# Predicting Solar Panel Adoption - Feature Selection: 
## Gradient Descent Linear Regression with L1 Regularizaiton
#### UC Berkeley MIDS
`Team: Gabriel Hudson, Noah Levy, Laura Williams`

Gradient descent using linear regression with L1 regularization and an OLS loss function is being used here for the purpose of feature selection.  The dataset input into this regression already has some feature engineering (see Data Set Up notebook). 

In [1]:
# imports
import time
import statistics as stats
import pandas as pd
import numpy as np
import seaborn as sns
import matplotlib.pyplot as plt
from sklearn.model_selection import KFold
from sklearn.model_selection import train_test_split
from sklearn.linear_model import SGDRegressor

This model is trained on a curated dataset with some features already removed.  See Data Set Up file.

In [2]:
# load curated dataset for Stage 1
deepsolar = pd.read_csv('../Datasets/deepsolar_LW1_new_outcome_var.csv', index_col=0)

In [36]:
# load dataset for Stage 2 model
deepsolar = pd.read_csv('../Datasets/deepsolar_LW1_new_outcome_var_S1.csv', index_col=0)

In [86]:
# load dataset for Stage 2 model
deepsolar = pd.read_csv('../Datasets/deepsolar_LW1_new_outcome_var_S2.csv', index_col=0)

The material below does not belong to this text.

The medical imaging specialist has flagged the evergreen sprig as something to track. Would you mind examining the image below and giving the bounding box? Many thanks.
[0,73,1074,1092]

Below are the interim datasets using the old outcome variable.

In [None]:
# load curated dataset for Stage 1
deepsolar = pd.read_csv('../Datasets/deepsolar_LW1_no_CountyState.csv', index_col=0)

In [114]:
# load updated dataset after removing first set of variables
deepsolar = pd.read_csv('../Datasets/deepsolar_LW1_S1.csv', index_col=0)

In [146]:
# load updated dataset after removing two sets of variables
deepsolar = pd.read_csv('../Datasets/deepsolar_LW2.csv', index_col=0)

In [87]:
print("Dataset rows and dimensions:", deepsolar.shape)

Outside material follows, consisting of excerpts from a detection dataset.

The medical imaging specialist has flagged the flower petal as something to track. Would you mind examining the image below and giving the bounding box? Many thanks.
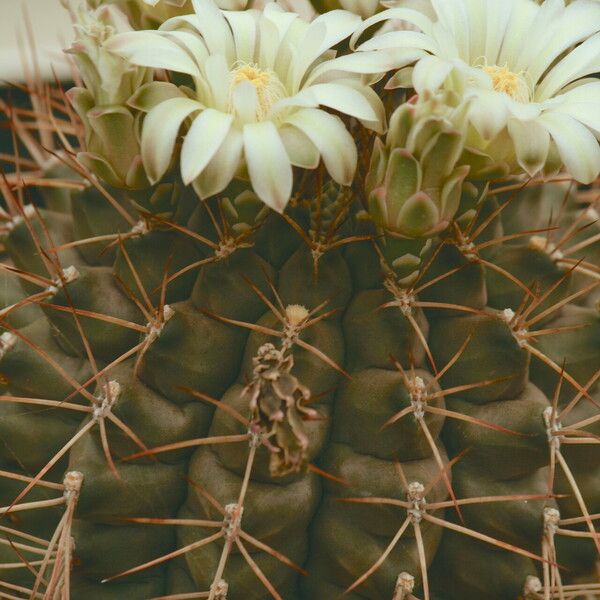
[309,83,378,121]
[104,31,200,77]
[279,124,321,169]
[192,127,243,200]
[181,108,233,185]
[538,111,600,183]
[243,121,293,213]
[413,56,453,94]
[556,81,600,136]
[535,33,600,102]
[469,90,508,140]
[142,98,203,183]
[508,119,550,176]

Dataset rows and dimensions: (71305, 63)


## Pre-process data

Create a small sample dataset for testing implementation

In [88]:
# define outcome variable being used in current dataset
#primary_outcome_variable = 'number_of_solar_system_per_household'
primary_outcome_variable = 'owner_occupied_solar_system_density'

In [89]:
deepsolar_sample = deepsolar.sample(frac=.10)

In [90]:
print("Small sample dataset rows and dimensions:", deepsolar_sample.shape)

Small sample dataset rows and dimensions: (7130, 63)


Split sample and full datasets into training and test sets

In [91]:
# separate outcome variables and features - sample set
X_sample = deepsolar_sample.drop(labels=[primary_outcome_variable], axis=1).values
Y_sample = deepsolar_sample[primary_outcome_variable].values
print("Sample dataset featureset shape is", X_sample.shape)
print("Sample dataset outcome variable shape:", Y_sample.shape)

Sample dataset featureset shape is (7130, 62)
Sample dataset outcome variable shape: (7130,)


In [92]:
X_sample_train, X_sample_test, \
Y_sample_train, Y_sample_test, = train_test_split(X_sample, Y_sample, test_size=0.2, random_state=None, shuffle=True)
print("{:<35}\t{}".format("Sample training data shape:", X_sample_train.shape))
print("{:<35}\t{}".format("Sample training outcome variable:",Y_sample_train.shape ))
print("{:<35}\t{}".format("Sample test data shape:", X_sample_test.shape))
print("{:<35}\t{}".format("Sample test outcome variable:",Y_sample_test.shape ))

Sample training data shape:        	(5704, 62)
Sample training outcome variable:  	(5704,)
Sample test data shape:            	(1426, 62)
Sample test outcome variable:      	(1426,)


In [93]:
# separate outcome variables and features - full dataset
X = deepsolar.drop(labels=[primary_outcome_variable], axis=1).values
Y = deepsolar[primary_outcome_variable].values
print("Full featureset shape is", X.shape)
print("Outcome variable shape:", Y.shape)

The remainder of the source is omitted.